The Trump-unbound scenario could involve everything from attempts to use the Justice Department to prosecute his enemies to attacks on Congress’s spending power (claiming that the power of “impoundment” allows him to simply cancel programs he dislikes, for instance) to open defiance of the judiciary. And such brinkmanship need not usher in an actual dictatorship to profoundly destabilize the country.
On the other hand, Caesarist excess also could be an even greater gift to Trump’s opponents than an unpopular right-wing policy agenda — collapsing his popularity, alienating the moderate allies he still needs and ending with him neutered, even if he cannot be removed.
If you fear an empowered Trump, then, what you should fear most is a combination of the first and third personae — a president who builds up his popularity with policy moderation and then leverages that moderation to get away with constitutional brinkmanship and persecutions of his rivals.
A combination of further-right ideology and attempted Caesarism, on the other hand, seems more likely to bring back the fourth Trump: Trump the great mobilizer of opposition, whose primary effect on American politics is to forge a broad anti-conservative coalition, isolate his own supporters and empower the cultural left.
This was the most important Trumpian persona, arguably, of 2017-20 — the Trump that handed Democrats the House in the 2018 midterms, the Trump that stirred up mass protest movements and created a unity of ideological purpose between the centrist establishment and the progressive left, and the Trump who then watched impotently as wokeness seized the commanding heights of American culture in the summer of 2020.
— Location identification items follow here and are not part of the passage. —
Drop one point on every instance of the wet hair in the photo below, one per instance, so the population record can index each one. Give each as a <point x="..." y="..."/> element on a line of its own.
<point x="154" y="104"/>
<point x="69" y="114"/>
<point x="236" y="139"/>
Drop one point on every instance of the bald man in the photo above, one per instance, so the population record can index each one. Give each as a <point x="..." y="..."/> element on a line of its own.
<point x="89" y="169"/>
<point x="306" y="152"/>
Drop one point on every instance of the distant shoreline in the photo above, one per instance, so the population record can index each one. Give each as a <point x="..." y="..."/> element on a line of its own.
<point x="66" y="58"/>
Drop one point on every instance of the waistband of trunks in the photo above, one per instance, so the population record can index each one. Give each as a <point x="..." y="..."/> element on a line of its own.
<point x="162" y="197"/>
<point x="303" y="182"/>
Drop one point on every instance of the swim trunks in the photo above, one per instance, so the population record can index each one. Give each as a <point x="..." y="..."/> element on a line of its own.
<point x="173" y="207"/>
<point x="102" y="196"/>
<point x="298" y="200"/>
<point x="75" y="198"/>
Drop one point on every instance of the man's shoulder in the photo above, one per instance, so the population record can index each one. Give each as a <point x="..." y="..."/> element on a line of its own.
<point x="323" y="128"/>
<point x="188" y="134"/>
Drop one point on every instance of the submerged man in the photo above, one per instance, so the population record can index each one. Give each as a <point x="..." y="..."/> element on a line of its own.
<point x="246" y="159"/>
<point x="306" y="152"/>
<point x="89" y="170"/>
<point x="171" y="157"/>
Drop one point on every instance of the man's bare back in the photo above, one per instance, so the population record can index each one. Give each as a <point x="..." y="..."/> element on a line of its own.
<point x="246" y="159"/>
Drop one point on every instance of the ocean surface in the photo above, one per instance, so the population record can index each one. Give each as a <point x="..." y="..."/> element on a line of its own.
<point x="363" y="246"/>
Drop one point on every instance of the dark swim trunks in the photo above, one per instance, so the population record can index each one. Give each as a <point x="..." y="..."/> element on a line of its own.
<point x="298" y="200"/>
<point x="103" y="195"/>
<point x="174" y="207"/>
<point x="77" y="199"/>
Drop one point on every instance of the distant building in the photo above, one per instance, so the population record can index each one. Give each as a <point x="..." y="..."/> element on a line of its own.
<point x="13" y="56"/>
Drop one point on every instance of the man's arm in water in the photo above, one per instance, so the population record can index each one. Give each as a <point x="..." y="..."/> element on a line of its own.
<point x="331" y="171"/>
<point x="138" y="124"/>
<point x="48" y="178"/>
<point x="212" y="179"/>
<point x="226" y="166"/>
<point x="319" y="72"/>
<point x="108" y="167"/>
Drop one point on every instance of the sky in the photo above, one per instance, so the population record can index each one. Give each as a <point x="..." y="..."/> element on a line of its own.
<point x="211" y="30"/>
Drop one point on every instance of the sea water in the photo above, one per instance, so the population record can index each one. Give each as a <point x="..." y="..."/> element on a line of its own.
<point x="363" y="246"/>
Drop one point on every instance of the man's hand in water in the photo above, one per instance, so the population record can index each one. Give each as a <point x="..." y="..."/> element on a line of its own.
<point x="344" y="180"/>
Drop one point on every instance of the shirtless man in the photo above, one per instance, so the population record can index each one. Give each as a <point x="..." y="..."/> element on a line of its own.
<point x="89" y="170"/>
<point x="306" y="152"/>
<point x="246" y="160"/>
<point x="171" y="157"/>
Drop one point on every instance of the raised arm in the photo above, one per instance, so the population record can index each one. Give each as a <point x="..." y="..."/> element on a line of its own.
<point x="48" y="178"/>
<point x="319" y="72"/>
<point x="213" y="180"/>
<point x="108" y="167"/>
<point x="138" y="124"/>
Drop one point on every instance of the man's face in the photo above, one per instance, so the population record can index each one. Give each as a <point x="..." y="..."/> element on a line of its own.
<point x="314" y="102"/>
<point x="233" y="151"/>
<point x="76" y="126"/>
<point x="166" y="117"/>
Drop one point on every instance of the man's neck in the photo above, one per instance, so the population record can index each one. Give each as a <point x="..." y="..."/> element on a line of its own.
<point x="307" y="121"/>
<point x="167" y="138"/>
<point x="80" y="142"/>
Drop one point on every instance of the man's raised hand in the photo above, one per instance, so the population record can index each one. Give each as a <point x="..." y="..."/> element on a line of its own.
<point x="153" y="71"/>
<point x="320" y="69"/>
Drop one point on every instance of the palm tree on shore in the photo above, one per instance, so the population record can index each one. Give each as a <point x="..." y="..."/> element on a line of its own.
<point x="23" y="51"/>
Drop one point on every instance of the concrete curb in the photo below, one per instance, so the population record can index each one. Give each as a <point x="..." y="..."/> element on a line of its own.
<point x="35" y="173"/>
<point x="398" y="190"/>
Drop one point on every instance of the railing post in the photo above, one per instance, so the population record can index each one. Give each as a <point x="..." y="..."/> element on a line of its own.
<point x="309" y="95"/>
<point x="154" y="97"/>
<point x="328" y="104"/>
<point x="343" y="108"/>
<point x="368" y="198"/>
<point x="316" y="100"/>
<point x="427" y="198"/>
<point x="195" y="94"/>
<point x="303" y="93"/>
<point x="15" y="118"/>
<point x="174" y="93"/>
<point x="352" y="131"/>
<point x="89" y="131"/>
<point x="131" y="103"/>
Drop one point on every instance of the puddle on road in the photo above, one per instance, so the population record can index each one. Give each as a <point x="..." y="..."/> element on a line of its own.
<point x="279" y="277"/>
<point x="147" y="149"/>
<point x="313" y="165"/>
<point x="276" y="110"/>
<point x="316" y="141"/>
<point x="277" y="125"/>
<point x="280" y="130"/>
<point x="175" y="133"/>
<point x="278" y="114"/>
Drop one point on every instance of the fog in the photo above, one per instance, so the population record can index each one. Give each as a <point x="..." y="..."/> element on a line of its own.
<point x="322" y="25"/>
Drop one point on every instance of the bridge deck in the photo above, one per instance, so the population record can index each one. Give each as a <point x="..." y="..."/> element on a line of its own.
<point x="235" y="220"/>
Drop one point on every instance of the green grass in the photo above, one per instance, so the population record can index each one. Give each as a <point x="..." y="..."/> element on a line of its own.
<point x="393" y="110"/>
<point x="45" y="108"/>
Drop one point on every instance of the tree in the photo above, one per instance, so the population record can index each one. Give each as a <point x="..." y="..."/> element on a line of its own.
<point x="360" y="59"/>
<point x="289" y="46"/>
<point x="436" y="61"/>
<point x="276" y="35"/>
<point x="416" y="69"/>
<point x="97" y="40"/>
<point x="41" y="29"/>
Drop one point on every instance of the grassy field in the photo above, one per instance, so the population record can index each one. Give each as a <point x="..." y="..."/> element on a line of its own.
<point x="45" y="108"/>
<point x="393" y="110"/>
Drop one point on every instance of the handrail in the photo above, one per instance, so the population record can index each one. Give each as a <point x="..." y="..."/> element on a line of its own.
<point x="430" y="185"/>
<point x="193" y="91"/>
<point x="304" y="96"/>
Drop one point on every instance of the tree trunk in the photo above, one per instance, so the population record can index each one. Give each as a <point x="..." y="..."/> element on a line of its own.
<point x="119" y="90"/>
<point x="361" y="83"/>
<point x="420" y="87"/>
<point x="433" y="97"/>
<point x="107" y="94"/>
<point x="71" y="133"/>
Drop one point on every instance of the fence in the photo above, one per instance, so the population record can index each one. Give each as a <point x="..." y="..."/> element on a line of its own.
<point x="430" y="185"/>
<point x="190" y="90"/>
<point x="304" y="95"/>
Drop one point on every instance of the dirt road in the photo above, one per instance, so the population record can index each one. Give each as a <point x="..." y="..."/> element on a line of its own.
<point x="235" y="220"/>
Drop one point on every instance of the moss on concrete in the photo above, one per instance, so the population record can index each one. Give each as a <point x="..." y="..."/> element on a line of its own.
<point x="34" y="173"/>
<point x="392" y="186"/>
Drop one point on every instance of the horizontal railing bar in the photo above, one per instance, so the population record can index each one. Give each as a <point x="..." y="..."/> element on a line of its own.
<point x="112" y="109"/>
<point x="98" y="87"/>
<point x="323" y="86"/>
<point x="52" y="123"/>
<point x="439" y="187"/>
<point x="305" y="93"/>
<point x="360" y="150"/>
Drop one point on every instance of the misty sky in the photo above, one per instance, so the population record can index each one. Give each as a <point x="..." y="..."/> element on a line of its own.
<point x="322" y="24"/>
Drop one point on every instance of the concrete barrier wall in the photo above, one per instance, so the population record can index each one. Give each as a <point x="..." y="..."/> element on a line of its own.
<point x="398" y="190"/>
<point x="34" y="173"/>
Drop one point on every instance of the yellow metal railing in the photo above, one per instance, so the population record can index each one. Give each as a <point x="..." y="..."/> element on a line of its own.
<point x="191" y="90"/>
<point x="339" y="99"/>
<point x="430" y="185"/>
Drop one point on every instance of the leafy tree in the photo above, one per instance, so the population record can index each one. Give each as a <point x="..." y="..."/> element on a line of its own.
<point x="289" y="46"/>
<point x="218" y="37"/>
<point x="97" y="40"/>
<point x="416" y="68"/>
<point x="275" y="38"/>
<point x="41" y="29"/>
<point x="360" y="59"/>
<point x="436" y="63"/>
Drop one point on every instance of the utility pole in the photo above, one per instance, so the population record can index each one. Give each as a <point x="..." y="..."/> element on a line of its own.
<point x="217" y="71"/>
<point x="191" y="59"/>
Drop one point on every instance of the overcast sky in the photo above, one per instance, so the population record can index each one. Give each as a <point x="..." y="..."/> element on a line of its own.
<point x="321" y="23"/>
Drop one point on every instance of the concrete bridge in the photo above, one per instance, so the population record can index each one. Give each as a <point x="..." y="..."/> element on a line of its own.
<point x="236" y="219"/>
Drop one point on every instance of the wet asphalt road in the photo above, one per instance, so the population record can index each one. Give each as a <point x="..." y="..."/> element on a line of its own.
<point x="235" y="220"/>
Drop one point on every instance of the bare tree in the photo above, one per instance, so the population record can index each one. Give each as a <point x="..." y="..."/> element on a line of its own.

Today progressivism is weakened and fractured, the anti-Trump coalition likewise. But there might be no greater gift to these forces than a second Trump presidency that tries to be hyper-imperial and hyper-ideological at once. And it’s that kind of interaction between Trump and his mobilized enemies that I personally pray that any second term avoids: a return to the dynamics of 2020, the mutual enmity that gave us the left’s cultural revolution and then Jan. 6, not either side’s victory but just the widening gyre.
The scenario I tend to hope for is a second term that proceeds like other second terms before it, and gradually ushers in the post-Trump era through a persona we haven’t seen before: Trump the lame duck.